This extended utility system awareness, combined with advanced inverter functionality, allows more efficient operation of the electrical distribution circuits- enabling tighter control bounds and increased capacity for the subtransmission and transmission systems. With extended intelligence associated with wide area information, the inverter and PV system can act in harmony with the legacy electromechanical voltage regulation equipment-resulting in extended life, improved customer voltage profiles and lower system losses. Lastly, with increased awareness and visibility throughout the electrical distribution network, and combined with the capabilities to react quickly, these redefined inverters are allowing for vastly larger PV penetration rates on electrical systems without electrical circuit redesign and the associated cost implications.

Advanced Westfordsolar Pvp2

Conclusion

PV growth in the U.S. and its penetration rates at the distribution circuit level are a crucial step to reduce our dependence on traditional power plant fuel sources and lower our collective carbon footprint. It does not, however, come without challenges, and Advanced Energy is at the forefront of creating technologies and demonstrating capabilities that allow this PV resource to comprise a larger portion of our nation's energy needs. With a variety of system needs-at the installation locations-Advanced Energy's approach has been to develop a platform of user configurable control and optimization strategies to allow seamless integration while maximizing the benefits to the greater electrical power system. Through advanced inverter and system control features, aggregation across service territories (virtual power plants) and deterministic response (priority driven schedulable control) have resulted in improvements to power quality, voltage stability and overall system efficiency in electrical distribution systems.

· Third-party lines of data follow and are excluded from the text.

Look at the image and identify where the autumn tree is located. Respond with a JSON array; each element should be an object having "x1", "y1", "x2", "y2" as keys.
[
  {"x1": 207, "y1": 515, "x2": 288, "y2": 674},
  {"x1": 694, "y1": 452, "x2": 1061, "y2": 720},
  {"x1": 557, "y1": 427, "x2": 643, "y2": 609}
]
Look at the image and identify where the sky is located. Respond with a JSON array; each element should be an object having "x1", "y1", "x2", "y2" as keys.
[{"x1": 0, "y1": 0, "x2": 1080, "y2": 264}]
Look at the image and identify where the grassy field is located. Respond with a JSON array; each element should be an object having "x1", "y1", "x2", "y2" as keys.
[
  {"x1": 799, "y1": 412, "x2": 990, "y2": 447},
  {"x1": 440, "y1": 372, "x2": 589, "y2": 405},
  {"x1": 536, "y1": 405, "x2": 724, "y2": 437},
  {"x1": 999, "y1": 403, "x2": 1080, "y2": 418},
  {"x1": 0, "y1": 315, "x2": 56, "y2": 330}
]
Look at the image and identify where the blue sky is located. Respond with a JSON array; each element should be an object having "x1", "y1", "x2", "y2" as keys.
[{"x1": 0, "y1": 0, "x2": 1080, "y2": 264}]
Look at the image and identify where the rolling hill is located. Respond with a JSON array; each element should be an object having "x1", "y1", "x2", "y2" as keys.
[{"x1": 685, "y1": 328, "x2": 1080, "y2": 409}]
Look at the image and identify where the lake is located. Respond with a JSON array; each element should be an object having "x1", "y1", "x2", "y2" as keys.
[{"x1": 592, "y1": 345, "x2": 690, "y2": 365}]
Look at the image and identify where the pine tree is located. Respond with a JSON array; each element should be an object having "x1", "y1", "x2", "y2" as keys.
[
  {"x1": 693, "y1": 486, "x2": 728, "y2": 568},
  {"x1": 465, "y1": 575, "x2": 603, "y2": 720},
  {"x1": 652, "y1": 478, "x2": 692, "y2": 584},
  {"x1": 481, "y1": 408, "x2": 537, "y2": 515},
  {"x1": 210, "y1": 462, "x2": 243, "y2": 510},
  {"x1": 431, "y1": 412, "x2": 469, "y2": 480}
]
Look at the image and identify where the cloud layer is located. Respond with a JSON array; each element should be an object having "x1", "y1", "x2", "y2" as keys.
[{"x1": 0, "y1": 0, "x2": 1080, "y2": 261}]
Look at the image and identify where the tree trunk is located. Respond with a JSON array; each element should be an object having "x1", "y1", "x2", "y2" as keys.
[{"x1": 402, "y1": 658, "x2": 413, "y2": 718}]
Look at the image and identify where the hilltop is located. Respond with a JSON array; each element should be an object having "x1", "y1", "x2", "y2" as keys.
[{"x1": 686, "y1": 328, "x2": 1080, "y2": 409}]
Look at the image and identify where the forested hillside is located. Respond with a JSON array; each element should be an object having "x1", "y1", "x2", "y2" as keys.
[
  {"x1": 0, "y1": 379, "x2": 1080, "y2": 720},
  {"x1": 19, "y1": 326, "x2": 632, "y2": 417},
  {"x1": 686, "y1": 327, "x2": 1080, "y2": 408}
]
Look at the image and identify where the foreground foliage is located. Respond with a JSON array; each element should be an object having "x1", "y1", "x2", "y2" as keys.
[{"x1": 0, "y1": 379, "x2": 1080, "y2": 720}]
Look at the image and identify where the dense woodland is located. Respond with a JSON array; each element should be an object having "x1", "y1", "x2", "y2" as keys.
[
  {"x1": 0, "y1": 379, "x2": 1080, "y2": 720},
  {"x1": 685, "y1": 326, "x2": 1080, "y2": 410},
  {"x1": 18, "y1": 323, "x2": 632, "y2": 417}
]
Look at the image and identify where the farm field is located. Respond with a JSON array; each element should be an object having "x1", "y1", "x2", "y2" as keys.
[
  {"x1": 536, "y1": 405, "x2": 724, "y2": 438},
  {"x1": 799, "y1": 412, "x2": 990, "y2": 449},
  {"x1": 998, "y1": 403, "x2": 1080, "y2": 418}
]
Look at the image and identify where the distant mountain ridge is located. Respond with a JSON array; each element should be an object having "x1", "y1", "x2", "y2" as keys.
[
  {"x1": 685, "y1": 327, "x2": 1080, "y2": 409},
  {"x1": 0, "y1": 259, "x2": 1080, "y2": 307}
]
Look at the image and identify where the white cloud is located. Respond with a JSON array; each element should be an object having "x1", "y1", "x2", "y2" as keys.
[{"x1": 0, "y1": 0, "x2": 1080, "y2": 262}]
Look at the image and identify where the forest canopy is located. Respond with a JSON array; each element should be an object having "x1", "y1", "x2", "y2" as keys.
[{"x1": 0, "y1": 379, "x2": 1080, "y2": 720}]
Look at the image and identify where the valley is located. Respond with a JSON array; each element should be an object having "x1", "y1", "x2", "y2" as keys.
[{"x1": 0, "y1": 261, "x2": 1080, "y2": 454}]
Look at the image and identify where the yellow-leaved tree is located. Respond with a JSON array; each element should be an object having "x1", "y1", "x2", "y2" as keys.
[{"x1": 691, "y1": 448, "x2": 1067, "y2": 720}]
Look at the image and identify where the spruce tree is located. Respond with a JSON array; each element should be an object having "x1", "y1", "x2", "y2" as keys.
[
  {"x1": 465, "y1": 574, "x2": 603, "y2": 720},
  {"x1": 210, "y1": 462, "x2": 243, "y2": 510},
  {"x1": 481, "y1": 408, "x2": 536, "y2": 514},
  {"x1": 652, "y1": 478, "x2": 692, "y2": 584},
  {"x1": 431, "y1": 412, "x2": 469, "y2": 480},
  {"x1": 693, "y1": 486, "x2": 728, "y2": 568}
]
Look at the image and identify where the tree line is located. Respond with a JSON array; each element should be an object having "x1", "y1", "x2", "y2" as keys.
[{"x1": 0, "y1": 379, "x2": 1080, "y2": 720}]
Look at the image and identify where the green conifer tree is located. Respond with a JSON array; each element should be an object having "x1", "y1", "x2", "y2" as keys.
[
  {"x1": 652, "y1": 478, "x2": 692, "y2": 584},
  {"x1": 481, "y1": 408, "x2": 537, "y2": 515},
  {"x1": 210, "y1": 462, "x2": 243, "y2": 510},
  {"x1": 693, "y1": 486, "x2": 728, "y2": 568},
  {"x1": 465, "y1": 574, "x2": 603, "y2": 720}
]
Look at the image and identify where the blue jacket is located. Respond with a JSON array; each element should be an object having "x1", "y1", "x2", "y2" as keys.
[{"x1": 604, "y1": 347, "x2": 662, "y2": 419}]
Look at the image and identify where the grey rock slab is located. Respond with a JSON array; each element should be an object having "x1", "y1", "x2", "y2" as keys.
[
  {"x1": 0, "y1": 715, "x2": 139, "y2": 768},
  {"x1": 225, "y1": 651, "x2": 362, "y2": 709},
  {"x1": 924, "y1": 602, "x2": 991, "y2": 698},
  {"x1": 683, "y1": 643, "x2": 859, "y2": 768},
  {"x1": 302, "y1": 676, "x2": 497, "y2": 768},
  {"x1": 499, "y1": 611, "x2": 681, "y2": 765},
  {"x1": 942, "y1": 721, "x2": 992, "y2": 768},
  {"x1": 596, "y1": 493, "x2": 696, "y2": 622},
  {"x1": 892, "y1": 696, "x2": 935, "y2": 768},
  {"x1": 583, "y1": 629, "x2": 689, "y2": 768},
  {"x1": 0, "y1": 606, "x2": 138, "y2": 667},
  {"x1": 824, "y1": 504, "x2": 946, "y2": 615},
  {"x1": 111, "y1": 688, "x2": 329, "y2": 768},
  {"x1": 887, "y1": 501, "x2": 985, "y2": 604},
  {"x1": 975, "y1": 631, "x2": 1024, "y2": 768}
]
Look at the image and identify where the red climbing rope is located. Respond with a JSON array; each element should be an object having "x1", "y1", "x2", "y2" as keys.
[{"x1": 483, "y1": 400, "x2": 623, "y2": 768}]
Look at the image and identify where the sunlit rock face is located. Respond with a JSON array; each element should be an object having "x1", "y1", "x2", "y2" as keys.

About the author: Michael Mill-Price is SEGIS program manager and technical lead for the Solar Energy business unit at Advanced Energy Industries. An original PV Powered employee and one of the principle designers responsible bringing the PV Powered product lines to market, he continues to be a forward looking design engineer and now leads a team developing technologies to enable high PV penetration into the utility electric grids. Prior to PV Powered, Mills-Price designed motor controllers for large traction vehicle drives (Hybrid electric vehicles). For more information, please visit www.advanced-energy.com or email Michael.Mills-Price@aei.com.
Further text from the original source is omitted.